For dedicated AODocs instances: owning tenant setup
This section describes the setup performed by AODocs in the owning Microsoft tenant. You don't need to do any of this on a standard AODocs domain – it's documented for reference, and for dedicated AODocs instances where your organization also acts as the owning tenant.
Create the application registration
1. In the Azure portal, open Microsoft Entra ID > App registrations and click New registration.
2. Enter a name for the application and, under Supported account types, select Accounts in any organizational directory (Any Microsoft Entra ID tenant – Multitenant), then click Register.
The application's overview page displays the Application (client) ID – this is the ID used in the admin consent URL.

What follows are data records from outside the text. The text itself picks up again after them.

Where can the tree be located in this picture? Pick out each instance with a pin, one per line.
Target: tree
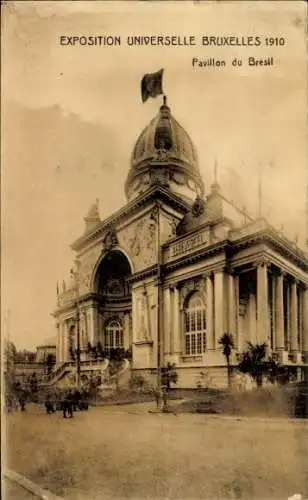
(25, 356)
(227, 344)
(253, 362)
(169, 375)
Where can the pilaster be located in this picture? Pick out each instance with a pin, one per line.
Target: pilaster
(209, 311)
(294, 322)
(279, 313)
(305, 323)
(219, 310)
(262, 303)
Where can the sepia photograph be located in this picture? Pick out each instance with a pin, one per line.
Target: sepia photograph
(154, 299)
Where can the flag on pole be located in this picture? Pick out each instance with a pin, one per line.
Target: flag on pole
(152, 85)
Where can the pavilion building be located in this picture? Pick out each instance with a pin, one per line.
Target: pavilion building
(174, 269)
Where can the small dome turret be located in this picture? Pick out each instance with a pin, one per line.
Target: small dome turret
(164, 154)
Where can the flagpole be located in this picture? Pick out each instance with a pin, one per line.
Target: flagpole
(260, 193)
(159, 301)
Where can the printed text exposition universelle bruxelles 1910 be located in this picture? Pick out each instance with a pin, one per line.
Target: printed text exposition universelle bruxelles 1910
(109, 40)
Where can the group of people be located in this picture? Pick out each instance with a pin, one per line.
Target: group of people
(67, 401)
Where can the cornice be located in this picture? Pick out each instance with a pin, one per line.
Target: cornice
(265, 236)
(155, 192)
(215, 248)
(146, 273)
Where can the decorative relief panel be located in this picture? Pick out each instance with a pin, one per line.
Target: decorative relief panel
(191, 285)
(110, 240)
(139, 240)
(88, 262)
(188, 244)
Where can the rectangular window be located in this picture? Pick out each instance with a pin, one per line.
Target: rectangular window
(187, 322)
(193, 344)
(199, 344)
(204, 341)
(187, 344)
(199, 320)
(193, 322)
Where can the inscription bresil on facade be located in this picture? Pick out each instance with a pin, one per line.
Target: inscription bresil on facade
(188, 244)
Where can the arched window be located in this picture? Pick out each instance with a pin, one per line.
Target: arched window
(195, 325)
(114, 335)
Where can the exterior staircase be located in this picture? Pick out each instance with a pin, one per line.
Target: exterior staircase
(115, 381)
(64, 373)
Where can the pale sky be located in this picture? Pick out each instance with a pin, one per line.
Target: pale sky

Configure the API permissions
On the application's API permissions page, add the following Microsoft Graph permissions, then click Grant admin consent in the owning tenant:
| Permission | Type |
FileStorageContainer.Selected |
Delegated and Application |
FileStorageContainerTypeReg.Selected |
Delegated and Application |
User.Read |
Delegated |
Create the standard container type
Create a standard container type with pass-through billing, using the SharePoint Online Management Shell:
New-SPOContainerType -ContainerTypeName "aodocs_containerType" -OwningApplicationId "[application_client_id]" -IsPassThroughBilling
You can verify the result – standard container types have the classification DirectToCustomer:
Get-SPOContainerType | Where-Object { $_.Classification -eq "DirectToCustomer" } | Format-List
The resulting ContainerTypeId is carried in the AODocs storage service configuration (SPE_CONTAINER_TYPE_ID). With this model, AODocs maintains a single container type, registered into each consuming tenant at onboarding, and consumption charges go directly to each consuming tenant's Microsoft invoice.
Note: The AODocs application authenticates to Microsoft Graph with a federated credential (workload identity federation) – no client secret or certificate is stored.